だけど、こう、アウトな気がする。下手したら理性が保てなくなりそうだ。

だが、プリンを食べ始めてしまった八重をどかすのも悪いからなぁ……。

 

仕方なくできる限り口呼吸で過ごしていると、居間に紅葉が入ってきた。

そして俺たちを見ると不服そうに顔をしかめて口を開こうとしたが、何か思いついたかのようにこちらへ近寄ってくる。

何を考えたか、ソファの裏に回った紅葉は俺の胸の前に手をまわしてぎゅっと抱き着いてきた。

その豊満な胸がむぎゅっと柔らかに俺の背で形を変えていく。

予期せぬ事態に俺の心臓はものすごい速度で鼓動しだした。しかも動揺したせいでうっかり鼻呼吸してしまい、八重の髪の香りが鼻腔を刺激する。

嗅覚と触覚がやけに敏感に反応し、俺の理性を蝕んでいく。

それはたったの数秒のことかもしれないが、俺には十数分くらいに感じられた。

 

――もう、耐えられない。

理性が遂に限界を迎え、八重を背後から強く抱きしめようとした瞬間、

 

「……サンドイッチ」

 

頭上から聞こえた紅葉の唐突な一発ギャグにより、今度は俺と八重の腹筋が崩壊した。

 

「紅葉、なに、いきなり、サンドイッチってあはははは!」

 

「さ、サンド、イッチ…ははははは!俺を八咫烏でサンドか!ははは、腹いてぇ……!」

 

俺たちが腹を抱えて笑っているのに対し、紅葉は何も言わない。

笑いを必死に押し込めながら振り返ると、そこには顔から湯気が出るほど真っ赤になった紅葉が立ち尽くしていた。

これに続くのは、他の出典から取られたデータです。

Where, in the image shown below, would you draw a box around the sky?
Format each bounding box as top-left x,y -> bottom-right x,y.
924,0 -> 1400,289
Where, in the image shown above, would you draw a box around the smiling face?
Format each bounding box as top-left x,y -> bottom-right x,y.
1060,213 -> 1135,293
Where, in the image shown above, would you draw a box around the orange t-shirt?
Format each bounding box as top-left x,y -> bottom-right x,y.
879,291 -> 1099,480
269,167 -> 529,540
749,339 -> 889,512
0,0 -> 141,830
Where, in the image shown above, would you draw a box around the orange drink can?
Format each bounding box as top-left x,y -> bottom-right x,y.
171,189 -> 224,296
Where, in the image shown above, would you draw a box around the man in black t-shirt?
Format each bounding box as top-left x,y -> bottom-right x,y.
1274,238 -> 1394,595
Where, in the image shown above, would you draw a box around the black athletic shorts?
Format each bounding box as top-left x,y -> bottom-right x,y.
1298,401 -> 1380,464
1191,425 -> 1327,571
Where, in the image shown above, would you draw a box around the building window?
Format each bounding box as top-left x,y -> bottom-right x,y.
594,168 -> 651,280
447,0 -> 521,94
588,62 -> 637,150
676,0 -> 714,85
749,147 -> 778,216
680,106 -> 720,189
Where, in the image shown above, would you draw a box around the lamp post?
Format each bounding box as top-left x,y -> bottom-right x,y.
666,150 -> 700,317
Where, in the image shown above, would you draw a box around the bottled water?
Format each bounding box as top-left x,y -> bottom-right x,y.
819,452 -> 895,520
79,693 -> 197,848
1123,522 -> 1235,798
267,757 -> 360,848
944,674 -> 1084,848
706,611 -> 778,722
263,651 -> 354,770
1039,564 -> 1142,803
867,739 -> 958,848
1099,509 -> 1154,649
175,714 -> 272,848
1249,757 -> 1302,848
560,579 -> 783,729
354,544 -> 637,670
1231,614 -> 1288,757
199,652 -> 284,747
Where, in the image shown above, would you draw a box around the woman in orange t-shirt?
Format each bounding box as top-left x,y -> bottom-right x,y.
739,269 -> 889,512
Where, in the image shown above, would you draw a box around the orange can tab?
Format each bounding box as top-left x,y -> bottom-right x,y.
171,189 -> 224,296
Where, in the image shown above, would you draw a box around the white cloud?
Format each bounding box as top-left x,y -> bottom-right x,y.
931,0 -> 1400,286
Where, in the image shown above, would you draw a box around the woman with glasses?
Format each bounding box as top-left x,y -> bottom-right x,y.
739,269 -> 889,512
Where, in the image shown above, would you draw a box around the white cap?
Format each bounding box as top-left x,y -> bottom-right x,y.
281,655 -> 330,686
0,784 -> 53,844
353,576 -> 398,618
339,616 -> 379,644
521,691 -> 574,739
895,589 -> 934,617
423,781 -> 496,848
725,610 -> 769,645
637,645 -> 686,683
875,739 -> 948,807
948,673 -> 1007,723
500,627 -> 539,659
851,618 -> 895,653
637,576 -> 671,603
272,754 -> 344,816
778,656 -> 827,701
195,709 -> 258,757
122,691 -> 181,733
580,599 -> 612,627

それは俺たちに笑われて恥ずかしくなったのか、俺に抱き着いてたのが恥ずかしかったのかは分からない。

紅葉は真っ赤な顏を隠すようにして俯いたまま居間を出て行ってしまった。まだ笑い続けている八重を膝から降ろして追いかける。

自分の部屋に入った紅葉を確認してから、俺も声をかけながら部屋に入る。

俺はベッドにうつ伏せで寝転がっている紅葉の脇に腰かけた。枕を抱きしめながら紅葉がこちらをちらりと見上げる。

 

「なぁ、紅葉があんなことするなんて珍しいけど、なんかあったか?」

 

そう訊ねたが、紅葉は再び枕に顔を埋めてしまった。うーんと悩んでいると、不意にベッドについていた右手にぬくもりを感じた。

 

「……私だって、たまには甘えたいんだよ」

 

か細い声でそう呟いた紅葉は俺の手をさらに強く握りしめてくる。こういう乙女な紅葉は八重に負けずとても可愛い。うん、俺の胸を跳ね上がらせるには十分な可愛さだ。

普段は大人びているけどまだまだ乙女な紅葉に思わず頬が緩んでしまう。握られた右手をするりと引き抜いてサラサラの赤髪に触れる。八重とは違った撫で心地の良さだ。さらに紅葉の顔が赤くなってしまったが気にせず撫で続ける。

俺だって、たまには紅葉を撫でたいんだ。

 

「お前も可愛いなぁ」

 

本音をそのまま伝えると、先ほどのように顔から湯気が出始めてしまった。

八重よりも恥ずかしがり屋なんじゃないかこいつ。

 

「やっぱり、大好きだ……」

 

「え、今なんか言ったか?」

 

なんでもないと慌てて首を振る紅葉。枕に顔を埋めてるからよく聞き取れなかった。

ま、今日でまた一段と紅葉との距離が縮まった気がする。

そして、俺は夕飯の用意を済ませていないことに気が付くまでずっと紅葉を撫で続けていた。

 

 

「榊お腹すいたー!」

 

二人で居間に戻ると八重が頬を膨らませながらスプーンを咥えて怒っていた。まさかそれプリンの時のか?

駄々をこねる八重を一撫でしてから台所に向かう。

 

「ねぇ八重」

 

「ん?」

 

「私も榊に撫でてもらったからね♪」

 

何故か八重に自慢している紅葉が可笑しくて思わずクスッと笑ってしまう。

何を張り合ってるんだか。

 

「別に、私榊に膝枕しょっちゅうしてもらってるからね~」

 

「っ!」

 

顔は見えないけど、多分悔しそうな顔をしているのだろう。

次の日、帰ってきた俺に紅葉が膝枕をねだってきたのはまた別の話。